O ministro Edson Fachin assumirá a presidência do Tribunal Superior Eleitoral, depois de uma entrevista bombástica. Ele fica na cadeira até agosto. Fará uma gestão estelar se impuser a Edson Fachin e a alguns colegas um sistema de cotas para as próprias falas.

Cada um e todos, só deverão ir aos holofotes, de forma que apareçam mais por seus votos e despachos do que por seus discursos. Em bom português, trabalhar mais e falar menos. Seria muito pedir que sigam a discrição da ministra Rosa Weber, do STF, mas algum limite precisa ser colocado. A ministra diz a quem quiser ouvir que não vai a eventos e não dá entrevistas. Não é arroz de festa.

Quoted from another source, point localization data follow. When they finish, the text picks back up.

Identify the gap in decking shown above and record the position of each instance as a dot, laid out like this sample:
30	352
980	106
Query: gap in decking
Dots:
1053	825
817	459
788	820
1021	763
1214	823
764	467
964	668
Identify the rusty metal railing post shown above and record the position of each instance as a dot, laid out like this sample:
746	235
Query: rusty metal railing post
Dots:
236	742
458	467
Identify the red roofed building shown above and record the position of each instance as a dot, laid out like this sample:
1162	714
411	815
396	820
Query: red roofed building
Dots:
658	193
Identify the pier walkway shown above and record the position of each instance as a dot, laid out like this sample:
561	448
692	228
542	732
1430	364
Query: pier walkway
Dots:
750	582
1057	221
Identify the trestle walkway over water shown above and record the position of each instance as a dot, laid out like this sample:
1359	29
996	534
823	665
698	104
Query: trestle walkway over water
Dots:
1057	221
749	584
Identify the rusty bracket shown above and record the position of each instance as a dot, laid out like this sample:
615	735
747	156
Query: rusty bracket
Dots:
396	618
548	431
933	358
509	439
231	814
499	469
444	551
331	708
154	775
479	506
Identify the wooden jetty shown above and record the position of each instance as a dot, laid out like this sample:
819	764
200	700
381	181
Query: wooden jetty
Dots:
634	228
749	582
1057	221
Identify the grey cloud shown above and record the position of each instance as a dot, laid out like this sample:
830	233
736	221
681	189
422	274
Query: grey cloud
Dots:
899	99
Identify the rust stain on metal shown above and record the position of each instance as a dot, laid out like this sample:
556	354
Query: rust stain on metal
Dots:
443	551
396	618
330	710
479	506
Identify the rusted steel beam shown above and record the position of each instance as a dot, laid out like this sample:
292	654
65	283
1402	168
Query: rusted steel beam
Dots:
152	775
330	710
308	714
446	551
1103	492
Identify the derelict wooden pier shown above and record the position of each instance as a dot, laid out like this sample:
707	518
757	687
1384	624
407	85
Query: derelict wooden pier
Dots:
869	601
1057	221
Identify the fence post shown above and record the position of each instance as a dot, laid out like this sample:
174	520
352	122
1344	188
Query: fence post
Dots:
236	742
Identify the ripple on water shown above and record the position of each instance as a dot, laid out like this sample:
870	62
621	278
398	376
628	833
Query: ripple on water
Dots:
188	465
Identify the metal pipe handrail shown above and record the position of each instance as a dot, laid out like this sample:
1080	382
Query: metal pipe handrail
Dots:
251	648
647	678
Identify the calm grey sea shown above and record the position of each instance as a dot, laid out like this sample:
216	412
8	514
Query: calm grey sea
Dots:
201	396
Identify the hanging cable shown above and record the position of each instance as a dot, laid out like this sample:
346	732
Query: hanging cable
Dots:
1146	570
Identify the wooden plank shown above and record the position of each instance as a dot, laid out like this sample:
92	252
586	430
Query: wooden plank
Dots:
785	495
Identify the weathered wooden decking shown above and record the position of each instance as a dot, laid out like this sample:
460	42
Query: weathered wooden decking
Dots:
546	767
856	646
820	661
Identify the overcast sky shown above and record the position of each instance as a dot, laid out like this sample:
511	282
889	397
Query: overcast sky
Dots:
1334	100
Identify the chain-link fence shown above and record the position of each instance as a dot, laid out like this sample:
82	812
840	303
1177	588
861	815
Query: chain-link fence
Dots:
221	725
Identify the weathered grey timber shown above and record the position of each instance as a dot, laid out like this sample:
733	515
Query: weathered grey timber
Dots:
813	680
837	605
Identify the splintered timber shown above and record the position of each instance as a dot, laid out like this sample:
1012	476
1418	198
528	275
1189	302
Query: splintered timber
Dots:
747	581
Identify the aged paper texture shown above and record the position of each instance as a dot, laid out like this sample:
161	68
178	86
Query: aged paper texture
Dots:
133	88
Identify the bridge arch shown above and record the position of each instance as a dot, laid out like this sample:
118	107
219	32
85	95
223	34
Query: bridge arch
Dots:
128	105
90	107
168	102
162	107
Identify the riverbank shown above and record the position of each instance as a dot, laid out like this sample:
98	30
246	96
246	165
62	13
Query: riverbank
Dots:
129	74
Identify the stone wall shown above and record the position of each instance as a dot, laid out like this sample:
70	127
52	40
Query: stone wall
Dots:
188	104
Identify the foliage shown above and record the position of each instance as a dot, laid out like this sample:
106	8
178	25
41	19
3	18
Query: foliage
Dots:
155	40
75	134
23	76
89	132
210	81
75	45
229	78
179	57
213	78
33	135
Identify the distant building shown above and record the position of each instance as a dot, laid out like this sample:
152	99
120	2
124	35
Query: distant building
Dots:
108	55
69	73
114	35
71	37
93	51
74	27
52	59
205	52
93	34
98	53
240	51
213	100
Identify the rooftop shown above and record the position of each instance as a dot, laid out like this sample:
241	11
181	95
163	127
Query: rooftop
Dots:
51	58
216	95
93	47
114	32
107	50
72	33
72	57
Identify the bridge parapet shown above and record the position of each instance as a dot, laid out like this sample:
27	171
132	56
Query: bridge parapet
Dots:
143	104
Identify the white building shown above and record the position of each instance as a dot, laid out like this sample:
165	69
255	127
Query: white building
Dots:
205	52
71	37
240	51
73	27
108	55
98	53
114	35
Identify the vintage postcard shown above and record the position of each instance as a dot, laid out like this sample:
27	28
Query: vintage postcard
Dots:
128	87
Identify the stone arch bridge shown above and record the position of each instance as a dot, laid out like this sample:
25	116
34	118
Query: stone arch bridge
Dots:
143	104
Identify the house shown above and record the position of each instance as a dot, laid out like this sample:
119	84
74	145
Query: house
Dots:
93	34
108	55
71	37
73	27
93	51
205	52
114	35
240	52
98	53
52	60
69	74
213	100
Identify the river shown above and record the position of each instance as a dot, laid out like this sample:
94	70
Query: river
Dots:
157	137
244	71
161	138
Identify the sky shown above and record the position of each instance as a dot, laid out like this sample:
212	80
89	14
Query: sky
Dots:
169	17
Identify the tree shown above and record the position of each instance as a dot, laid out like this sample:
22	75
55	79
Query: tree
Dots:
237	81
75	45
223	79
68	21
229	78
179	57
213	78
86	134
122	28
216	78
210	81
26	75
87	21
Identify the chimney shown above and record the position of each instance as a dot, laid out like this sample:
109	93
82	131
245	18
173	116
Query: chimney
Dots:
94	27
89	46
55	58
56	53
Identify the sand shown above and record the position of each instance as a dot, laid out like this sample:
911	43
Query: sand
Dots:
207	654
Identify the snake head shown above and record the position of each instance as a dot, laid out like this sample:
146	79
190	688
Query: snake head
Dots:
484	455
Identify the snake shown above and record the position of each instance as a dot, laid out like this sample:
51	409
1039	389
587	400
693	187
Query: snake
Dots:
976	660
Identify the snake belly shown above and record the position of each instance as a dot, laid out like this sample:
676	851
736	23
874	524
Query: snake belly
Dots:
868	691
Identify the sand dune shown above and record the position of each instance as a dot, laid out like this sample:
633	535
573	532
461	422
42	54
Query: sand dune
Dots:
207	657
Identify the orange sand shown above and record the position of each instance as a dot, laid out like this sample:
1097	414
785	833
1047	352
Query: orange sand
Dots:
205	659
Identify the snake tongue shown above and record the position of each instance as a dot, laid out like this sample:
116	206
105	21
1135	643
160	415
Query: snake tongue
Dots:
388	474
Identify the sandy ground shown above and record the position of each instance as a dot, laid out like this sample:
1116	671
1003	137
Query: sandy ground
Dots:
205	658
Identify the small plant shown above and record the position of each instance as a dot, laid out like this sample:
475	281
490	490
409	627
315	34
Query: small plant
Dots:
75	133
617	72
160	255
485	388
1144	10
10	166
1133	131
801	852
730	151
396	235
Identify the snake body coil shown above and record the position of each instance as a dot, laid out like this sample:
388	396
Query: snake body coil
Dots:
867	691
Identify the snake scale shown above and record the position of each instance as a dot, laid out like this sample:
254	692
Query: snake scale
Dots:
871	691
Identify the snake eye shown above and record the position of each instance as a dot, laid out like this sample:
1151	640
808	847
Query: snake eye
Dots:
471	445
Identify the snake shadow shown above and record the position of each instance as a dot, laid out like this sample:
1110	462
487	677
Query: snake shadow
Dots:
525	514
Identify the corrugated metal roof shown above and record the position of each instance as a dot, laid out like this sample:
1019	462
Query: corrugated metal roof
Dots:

O tribunal meteu-se a trazer militares para a discussão das urnas eletrônicas e colocou o general da reserva Fernando Azevedo e Silva na sua diretoria. Foi a carga da cavalaria ligeira dos ingleses na Batalha de Balaclava, um lindo desastre para um filme, uma celebração para a literatura. O general foi embora e a mistura do Exército com a eficácia das urnas foi transformada por Jair Bolsonaro em mais um de seus espetáculos semanais. A vivandagem, com o tribunal indo aos granadeiros, resultou apenas num constrangimento.

Nos últimos anos o Judiciário brasileiro deu-se bem em dois episódios marcantes. Joaquim Barbosa presidiu o STF no caso do mensalão falando nos autos e nas sessões. Anos depois, o próprio TSE atravessou o processo de cassação da chapa Dilma Rousseff-Michel Temer sem espetáculos além do próprio julgamento.

As campanhas eleitorais têm de tudo, e o que todo candidato quer é um antagonista que lhe garanta 15 minutos (ou 15 horas) de fama. Os ministros não precisam entrar nessa várzea, até porque o que dizem fora dos tribunais tem pouca serventia. Delinquentes não temem a oratória de magistrados, mas apenas suas decisões. Um tribunal falando a torto e a direito torna-se um laboratório que vende remédios onde há só a marca e a bula.

Nos Estados Unidos há um ex-presidente insistindo que lhe roubaram a eleição. Da Corte Suprema saíram decisões e alguns parágrafos de falas do juiz John Roberts.